Au total, 27 partis politiques participent à cette échéance électorale qui doit permettre aux Marocains de désigner leurs représentants à la première chambre du Parlement.

Selon les chiffres officiels, 15 801 162 électeurs figurent sur les listes électorales. Les hommes représentent 54 % du corps électoral, contre 46 % pour les femmes.

La répartition géographique fait également apparaître une majorité d’électeurs vivant en milieu urbain, avec 55 %, tandis que les électeurs résidant en milieu rural représentent 45 %.

La campagne se poursuivra jusqu’à minuit le mardi 22 septembre, soit la veille du scrutin.

395 députés à élire

Les électeurs seront appelés à choisir directement les 395 membres de la Chambre des représentants, selon un scrutin de liste au suffrage universel direct.

Le processus de candidature s’est déroulé par voie électronique, avec une clôture du dépôt des candidatures fixée au 8 septembre.

L’enjeu est important pour les formations politiques, puisque la composition de la nouvelle Chambre déterminera en grande partie le paysage politique issu du scrutin et constituera une étape préalable à la formation du prochain gouvernement.

Les autorités marocaines mettent également l’accent sur l’intégrité du processus électoral. Les règles encadrant la campagne fixent notamment les conditions relatives à l’affichage, aux rassemblements publics ainsi qu’à l’utilisation des réseaux sociaux et des différents outils numériques.

Certaines restrictions sont par ailleurs prévues afin de préserver la neutralité des espaces publics. La campagne est notamment interdite dans les lieux de culte, les établissements d’enseignement et les administrations publiques.

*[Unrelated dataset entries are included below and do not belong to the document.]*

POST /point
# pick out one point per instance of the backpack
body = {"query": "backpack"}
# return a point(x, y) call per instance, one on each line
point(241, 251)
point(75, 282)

Le dispositif d’observation du scrutin constitue également un volet important du processus. Plus de 3 000 observateurs, issus d’associations marocaines, d’une institution nationale des droits de l’Homme et d’organisations internationales, sont appelés à suivre les différentes étapes des élections.

Ces élections interviennent cinq ans après le scrutin législatif du 8 septembre 2021, à l’issue duquel le Rassemblement national des indépendants (RNI) était arrivé en tête avec 102 sièges.

Le Parti authenticité et modernité (PAM) avait remporté 86 sièges, tandis que le Parti de l’Istiqlal en avait obtenu 81.

Ces résultats avaient permis la formation d’une coalition gouvernementale conduite par Aziz Akhannouch, président du RNI, avec le PAM et l’Istiqlal.

Le scrutin du 23 septembre 2026 constitue donc une nouvelle étape majeure de la vie politique marocaine. Au-delà du renouvellement de la Chambre des représentants, il doit déterminer les rapports de force entre les différentes formations et ouvrir la voie à la formation du prochain gouvernement.